In TOEFL learning, we can find many TPO materials are similar. Even some reading materials and listening materials come from the same long articles. This is a small project to help you find the similar TPO materials to improve you learning efficiency.
Using gensim package calculate the cosine similiarity of the TPO materials.

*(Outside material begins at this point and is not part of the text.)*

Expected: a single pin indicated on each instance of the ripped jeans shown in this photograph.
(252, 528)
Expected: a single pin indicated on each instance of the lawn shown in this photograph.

The code is developed under the following configurations.
- Software: Python>=3.5
- Dependencies: gensim, jieba, collections, heapq, argparse
To find the similar material with one TPO, you can simply do the following:
python FindSimilarTPO.py --filename 1-1.txt --num 10 --tpo 54
python FindSimilarTPO.py -f 1-1.txt -n 10 -t 54
- Find Reading material TPO1-1
python FindSimilarTPO.py -f L54-4.txt -n 5
- Find Listening material TPO54-lecture 4
python FindSimilarTPO.py -f C54-2.txt
- find Listening material TPO54-conversation 2.
-
"num" is records number you want to see.
-
"tpo" is tpo numbers in your data.
-
Each TPO has 3 reading materials, 4 Letures and 2 conversations.
-
This project perform well on reading material and leture. Due to conversation has too much daliy dialogues, the results probably cannot find the similar topic.
Hope you can get a great TOEFL score!